In 2020, facing a crowded field with no Clinton to kick around, Bernie tanked. If Sanders had just held on to his voters from 2016, he would have been in a position to keep up his fight to the convention. But he went backward. The Democratic Party pushed most states away from caucuses to primaries — a disaster for Sanders. Of the 12 caucus states he won in 2016, he carried only three in primaries.

His strong start was a chimera. Once the field had narrowed to him and Biden, Sanders won only four primaries. In some states, he didn’t carry a single county. 

Just as there are not enough Deadheads today for a No.1 record, there are no longer enough Sandernistas to nominate a president. 

Bernie may be back, but it’s just for his own ego.
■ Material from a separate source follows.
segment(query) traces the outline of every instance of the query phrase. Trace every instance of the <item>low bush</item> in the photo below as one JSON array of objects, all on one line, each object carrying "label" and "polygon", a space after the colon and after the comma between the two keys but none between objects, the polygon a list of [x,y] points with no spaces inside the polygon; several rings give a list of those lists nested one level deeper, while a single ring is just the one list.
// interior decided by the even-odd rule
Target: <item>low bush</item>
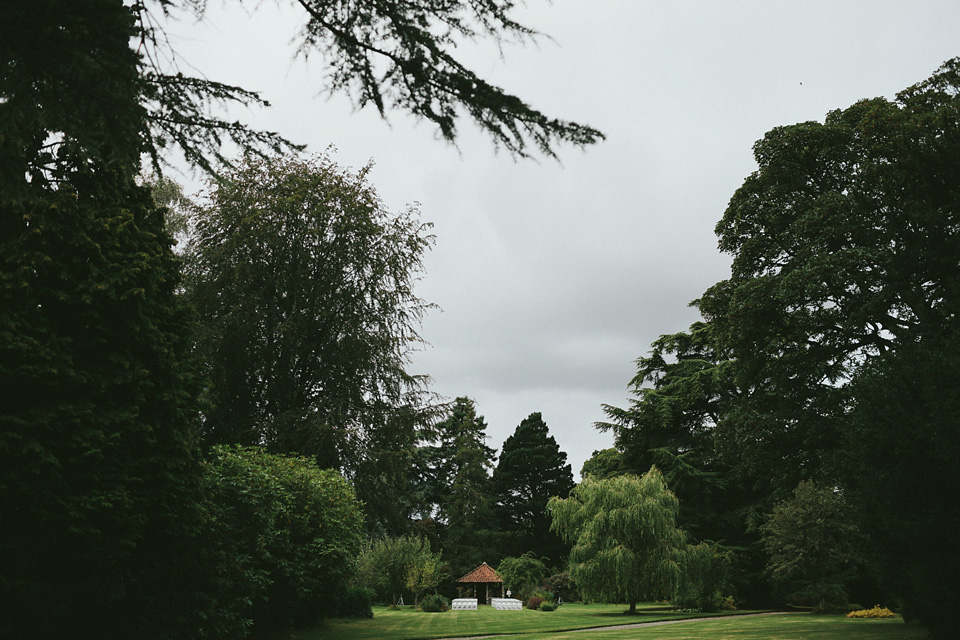
[{"label": "low bush", "polygon": [[450,608],[450,601],[439,593],[424,596],[420,601],[420,610],[428,613],[439,613]]},{"label": "low bush", "polygon": [[540,611],[556,611],[557,605],[552,602],[541,602]]},{"label": "low bush", "polygon": [[894,618],[897,614],[886,607],[876,605],[873,609],[860,609],[847,614],[848,618]]},{"label": "low bush", "polygon": [[530,596],[530,599],[527,600],[527,609],[533,609],[536,611],[540,608],[541,604],[543,604],[543,598],[540,596]]},{"label": "low bush", "polygon": [[373,589],[349,586],[341,591],[334,605],[334,617],[369,619],[373,617],[371,604],[374,598]]}]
He is selling tickets and merch, getting rapturous applause and encores. Meanwhile, his liberal colleagues are stuck in the Senate and House trying to figure out a way to combat Trump. In statehouses and party meetings, Democrats are casting about for a new message and a way forward. 

But all that work is not for Bernie. The life of a rockstar is too much fun.

Keith Naughton is co-founder of Silent Majority Strategies, a public and regulatory affairs consulting firm, and a former Pennsylvania political campaign consultant.